Visualizing dirty data	Charts may be misleading.	Clean data before visualization.
Using the wrong chart type	Data story becomes unclear.	Choose chart based on analysis purpose.
Training model before preprocessing	Model performance may be poor.	Clean, encode and scale data first.
Not splitting train and test data	Cannot measure model performance fairly.	Use train_test_split.

4.13 Hands-On Practice Activities

Activity 1: NumPy Statistics

Create a NumPy array of student marks and calculate mean, maximum, minimum and standard deviation.

Activity 2: Pandas DataFrame

Create a DataFrame with student name, attendance and marks. Display the first records and summary statistics.

Activity 3: Matplotlib Chart

Create a bar chart showing student marks.

Activity 4: Seaborn Scatter Plot

Create a scatter plot showing the relationship between attendance and marks.

Mini Project: Student Performance Analysis

Create a small dataset of attendance and marks. Analyze it with Pandas, visualize it with Matplotlib or Seaborn, and split it using Scikit-learn.

4.14 Interactive Final Assessment Quiz

Each correct answer gives +1 mark.
Each wrong answer gives -0.5 mark.

Instructions: Select the correct answer for each question and click Submit Assessment.

1. Which library is mainly used for numerical computing?

NumPy Photoshop Word Paint

2. Which library is commonly used for DataFrames?

Pandas Matplotlib Seaborn HTML

3. Which library is used to create basic charts in Python?

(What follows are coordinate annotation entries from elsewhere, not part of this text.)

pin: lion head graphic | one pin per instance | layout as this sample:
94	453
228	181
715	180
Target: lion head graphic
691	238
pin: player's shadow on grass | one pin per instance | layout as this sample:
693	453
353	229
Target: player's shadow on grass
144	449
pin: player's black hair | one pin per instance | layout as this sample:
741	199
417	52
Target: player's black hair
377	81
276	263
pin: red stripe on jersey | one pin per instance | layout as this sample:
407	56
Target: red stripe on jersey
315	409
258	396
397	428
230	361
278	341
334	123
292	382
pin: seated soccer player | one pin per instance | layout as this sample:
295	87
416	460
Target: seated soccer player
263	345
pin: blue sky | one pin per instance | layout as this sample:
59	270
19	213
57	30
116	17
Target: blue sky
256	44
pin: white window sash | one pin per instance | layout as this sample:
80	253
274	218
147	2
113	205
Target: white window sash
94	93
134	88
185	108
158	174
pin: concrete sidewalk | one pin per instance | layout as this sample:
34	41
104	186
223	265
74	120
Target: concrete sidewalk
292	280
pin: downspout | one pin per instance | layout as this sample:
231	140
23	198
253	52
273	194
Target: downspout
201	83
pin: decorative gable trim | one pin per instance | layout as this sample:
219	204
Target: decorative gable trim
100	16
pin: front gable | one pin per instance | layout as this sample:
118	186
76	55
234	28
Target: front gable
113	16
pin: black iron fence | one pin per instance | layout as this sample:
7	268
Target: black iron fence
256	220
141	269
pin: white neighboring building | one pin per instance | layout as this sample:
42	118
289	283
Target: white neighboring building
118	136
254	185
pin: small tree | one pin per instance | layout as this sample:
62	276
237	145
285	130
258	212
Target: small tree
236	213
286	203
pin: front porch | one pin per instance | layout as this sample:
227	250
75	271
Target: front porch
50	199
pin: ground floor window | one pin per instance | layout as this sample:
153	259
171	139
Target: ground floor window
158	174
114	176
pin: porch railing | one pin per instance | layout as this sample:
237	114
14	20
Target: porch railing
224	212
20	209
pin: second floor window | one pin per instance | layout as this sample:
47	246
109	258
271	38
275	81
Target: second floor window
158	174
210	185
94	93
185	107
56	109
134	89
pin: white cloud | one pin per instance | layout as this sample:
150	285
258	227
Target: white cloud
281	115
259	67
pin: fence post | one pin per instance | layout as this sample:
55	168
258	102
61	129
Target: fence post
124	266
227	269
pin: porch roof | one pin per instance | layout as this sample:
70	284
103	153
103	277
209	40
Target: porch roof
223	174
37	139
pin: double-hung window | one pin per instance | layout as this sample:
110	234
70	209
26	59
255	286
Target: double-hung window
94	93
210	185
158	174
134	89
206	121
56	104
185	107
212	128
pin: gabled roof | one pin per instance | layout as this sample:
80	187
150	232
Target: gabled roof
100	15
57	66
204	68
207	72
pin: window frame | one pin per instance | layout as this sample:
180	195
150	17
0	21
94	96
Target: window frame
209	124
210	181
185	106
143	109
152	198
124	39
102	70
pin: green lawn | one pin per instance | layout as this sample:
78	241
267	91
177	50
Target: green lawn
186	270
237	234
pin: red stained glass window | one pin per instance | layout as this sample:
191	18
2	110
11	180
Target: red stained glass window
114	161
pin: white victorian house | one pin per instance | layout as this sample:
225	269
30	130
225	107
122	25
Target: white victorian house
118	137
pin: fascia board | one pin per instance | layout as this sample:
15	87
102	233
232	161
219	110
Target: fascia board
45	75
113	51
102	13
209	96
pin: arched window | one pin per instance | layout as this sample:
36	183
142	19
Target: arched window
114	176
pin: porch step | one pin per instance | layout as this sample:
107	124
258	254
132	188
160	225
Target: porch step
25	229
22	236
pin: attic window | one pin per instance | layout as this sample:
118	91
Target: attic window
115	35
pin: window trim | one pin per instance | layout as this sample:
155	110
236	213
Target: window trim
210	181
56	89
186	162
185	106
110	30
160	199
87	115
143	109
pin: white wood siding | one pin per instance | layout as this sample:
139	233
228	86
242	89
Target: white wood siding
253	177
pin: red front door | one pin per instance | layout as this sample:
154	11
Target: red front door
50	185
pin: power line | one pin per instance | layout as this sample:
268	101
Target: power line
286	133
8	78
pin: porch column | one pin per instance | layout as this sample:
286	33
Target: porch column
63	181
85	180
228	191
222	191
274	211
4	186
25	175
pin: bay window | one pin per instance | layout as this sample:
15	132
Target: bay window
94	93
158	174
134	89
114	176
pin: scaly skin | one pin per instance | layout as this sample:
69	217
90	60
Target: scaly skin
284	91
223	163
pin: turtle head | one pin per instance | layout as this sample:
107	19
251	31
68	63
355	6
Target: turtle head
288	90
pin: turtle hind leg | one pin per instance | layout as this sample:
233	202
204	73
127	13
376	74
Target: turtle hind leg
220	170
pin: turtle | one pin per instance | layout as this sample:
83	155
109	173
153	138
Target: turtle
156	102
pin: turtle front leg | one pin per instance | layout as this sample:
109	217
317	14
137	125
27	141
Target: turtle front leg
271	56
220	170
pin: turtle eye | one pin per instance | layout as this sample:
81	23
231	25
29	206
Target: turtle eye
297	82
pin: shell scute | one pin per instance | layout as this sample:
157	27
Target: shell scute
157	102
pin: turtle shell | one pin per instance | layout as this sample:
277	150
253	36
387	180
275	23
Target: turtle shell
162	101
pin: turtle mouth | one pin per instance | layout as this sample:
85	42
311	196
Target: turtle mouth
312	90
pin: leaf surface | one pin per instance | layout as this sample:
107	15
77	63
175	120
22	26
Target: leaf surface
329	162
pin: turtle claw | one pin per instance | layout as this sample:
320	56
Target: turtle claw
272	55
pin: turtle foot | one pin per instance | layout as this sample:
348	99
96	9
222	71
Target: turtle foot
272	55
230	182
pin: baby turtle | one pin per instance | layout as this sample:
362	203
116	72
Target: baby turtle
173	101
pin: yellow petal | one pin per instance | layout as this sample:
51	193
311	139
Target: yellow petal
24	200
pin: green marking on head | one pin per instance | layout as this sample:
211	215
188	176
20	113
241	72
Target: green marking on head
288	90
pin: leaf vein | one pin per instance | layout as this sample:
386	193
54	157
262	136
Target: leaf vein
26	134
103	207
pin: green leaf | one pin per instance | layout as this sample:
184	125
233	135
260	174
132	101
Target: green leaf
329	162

Matplotlib Notepad Excel only CSS

4. Seaborn is useful for statistical visualization.

True False

5. Scikit-learn is used for Machine Learning workflows.

True False

6. Which function is commonly used to split data into training and testing sets?

train_test_split print_split chart_split html_split

7. Pandas can read and analyze tabular data.

True False

8. Matplotlib and Seaborn can support data visualization.

True False

9. Data should be cleaned before visualization and model training.

True False

10. Which library is commonly used to train ML models?

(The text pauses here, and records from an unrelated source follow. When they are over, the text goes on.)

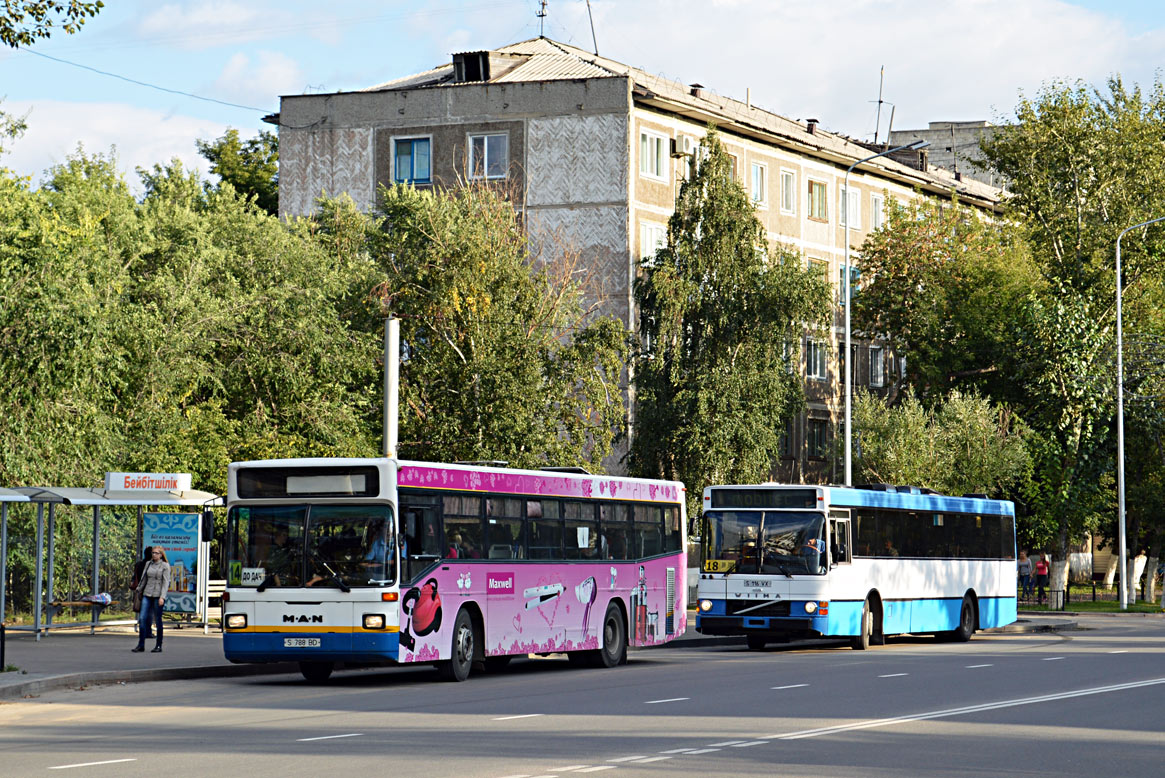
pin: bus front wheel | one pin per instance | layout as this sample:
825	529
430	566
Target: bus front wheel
457	667
316	672
614	638
862	639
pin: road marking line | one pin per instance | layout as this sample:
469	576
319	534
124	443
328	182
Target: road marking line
524	715
957	712
90	764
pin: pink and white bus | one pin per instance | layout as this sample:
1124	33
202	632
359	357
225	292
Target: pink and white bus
364	561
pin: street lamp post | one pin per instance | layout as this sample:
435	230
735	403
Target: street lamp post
846	273
1122	554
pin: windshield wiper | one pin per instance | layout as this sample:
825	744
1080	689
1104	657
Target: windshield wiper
336	577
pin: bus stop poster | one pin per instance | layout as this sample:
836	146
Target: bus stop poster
178	535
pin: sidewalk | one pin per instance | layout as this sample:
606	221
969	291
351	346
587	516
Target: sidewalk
75	658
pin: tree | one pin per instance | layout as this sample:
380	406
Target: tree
720	315
251	167
26	21
1082	165
961	445
945	288
502	361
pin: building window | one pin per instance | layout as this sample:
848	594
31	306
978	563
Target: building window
814	359
652	237
788	439
411	161
760	184
818	200
817	438
877	211
851	216
877	367
818	269
652	154
788	192
488	155
854	277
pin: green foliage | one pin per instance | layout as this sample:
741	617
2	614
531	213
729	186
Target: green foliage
944	287
25	21
251	167
720	315
502	362
962	445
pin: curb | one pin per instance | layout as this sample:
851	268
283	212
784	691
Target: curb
79	680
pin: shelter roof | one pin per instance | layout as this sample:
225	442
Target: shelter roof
9	495
99	496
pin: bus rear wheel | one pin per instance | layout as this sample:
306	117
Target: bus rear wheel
457	667
316	672
966	628
614	638
861	641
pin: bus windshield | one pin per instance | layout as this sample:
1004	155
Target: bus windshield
311	545
764	542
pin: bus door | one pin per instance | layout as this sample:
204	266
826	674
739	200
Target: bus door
839	537
421	527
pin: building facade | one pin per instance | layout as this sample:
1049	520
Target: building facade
593	153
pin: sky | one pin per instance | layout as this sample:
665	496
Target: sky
943	59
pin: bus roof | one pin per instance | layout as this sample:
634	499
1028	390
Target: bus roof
853	497
474	478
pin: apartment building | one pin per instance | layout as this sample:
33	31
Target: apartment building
593	153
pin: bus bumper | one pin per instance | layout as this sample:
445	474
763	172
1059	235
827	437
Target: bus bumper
251	646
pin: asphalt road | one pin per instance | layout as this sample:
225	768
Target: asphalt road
1084	702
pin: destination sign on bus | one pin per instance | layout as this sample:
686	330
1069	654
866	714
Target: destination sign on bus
763	499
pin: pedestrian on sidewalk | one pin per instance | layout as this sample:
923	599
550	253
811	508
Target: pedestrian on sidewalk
153	586
139	566
1024	568
1042	570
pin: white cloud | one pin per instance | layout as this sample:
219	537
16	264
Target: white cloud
259	80
143	138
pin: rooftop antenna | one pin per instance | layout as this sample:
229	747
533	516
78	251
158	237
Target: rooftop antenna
591	16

Scikit-learn Paint Calculator Browser history

Your Score: 0

4.15 Chapter Summary

In this chapter, learners studied key Python libraries for Data Science and Machine Learning. They learned how NumPy supports numerical computing, Pandas supports data analysis, Matplotlib and Seaborn support visualization, and Scikit-learn supports Machine Learning workflows.

Remember: A successful Data Science and ML workflow combines data cleaning, analysis, visualization and model preparation. These libraries work together to help learners perform data analysis and visualization effectively.